The term "laser" stands for "Light Amplification by Stimulated Emission of Radiation," and it refers to a device that produces a very intense, highly focused beam of light. 

The laser light is produced by the stimulated emission of photons from a medium that has been excited by an external source of energy. 

The photons in the laser beam are all traveling in the same direction, and they are all in phase with each other, meaning that the crests and troughs of the waves are all aligned. 

This coherence and directionality of laser light make it useful for a wide range of applications, including in medicine, telecommunications, and manufacturing. 

However, it is possible to create laser light that is not uni-directional, such as in ring lasers or chaotic lasers, but these are specialized types of lasers with specific purposes.

19. A cycle tyre burst suddenly is an example of the Adiabatic process.

Yes, a cycle tyre bursting suddenly is an example of an adiabatic process. 

An adiabatic process is a thermodynamic process in which there is no exchange of heat between the system and its surroundings. In the case of a cycle tyre bursting suddenly, the air inside the tyre expands rapidly due to an increase in temperature. This sudden expansion of air occurs very quickly, and there is no time for heat to transfer between the air inside the tyre and the surroundings. Therefore, the process is adiabatic.

As the air inside the tyre expands, it does work on the tyre, which causes it to burst. This work is done at the expense of the internal energy of the air, which decreases as a result. The decrease in internal energy is accompanied by a decrease in temperature, which is why the air inside the tyre feels cool to the touch after the tyre bursts.

Thus, a cycle tyre bursting suddenly can be considered an example of an adiabatic process because there is no exchange of heat between the system (the air inside the tyre) and its surroundings during the process.

20. Very hot stars emit blue colour.

Yes, very hot stars emit blue color. 

Stars emit light due to the nuclear reactions that take place in their cores. The temperature of a star's core determines the color of the light it emits. Hotter stars emit more energy and have shorter wavelengths, which correspond to blue or blue-white light. Cooler stars emit less energy and have longer wavelengths, which correspond to red or orange light.

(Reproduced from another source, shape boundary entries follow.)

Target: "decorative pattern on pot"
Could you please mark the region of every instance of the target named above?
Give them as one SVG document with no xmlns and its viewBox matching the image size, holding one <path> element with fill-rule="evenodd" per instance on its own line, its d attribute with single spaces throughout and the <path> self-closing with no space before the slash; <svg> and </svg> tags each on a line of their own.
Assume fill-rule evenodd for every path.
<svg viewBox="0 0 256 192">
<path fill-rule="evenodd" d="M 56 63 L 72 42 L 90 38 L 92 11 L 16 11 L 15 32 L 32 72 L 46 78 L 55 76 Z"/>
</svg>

Blue light has a shorter wavelength and higher frequency than red light. When a star is very hot, such as a blue-white O-type star, it emits a lot of high-energy photons, including blue light. These stars have surface temperatures that can exceed 30,000 Kelvin, which is much hotter than the surface of the Sun. 

On the other hand, cooler stars like red dwarfs emit mainly red or orange light, because their surface temperatures are lower than the Sun's. Red dwarfs have surface temperatures that range from about 2,500 to 4,000 Kelvin.

Therefore, the color of a star depends on its temperature, with hotter stars appearing blue or blue-white, and cooler stars appearing red or orange.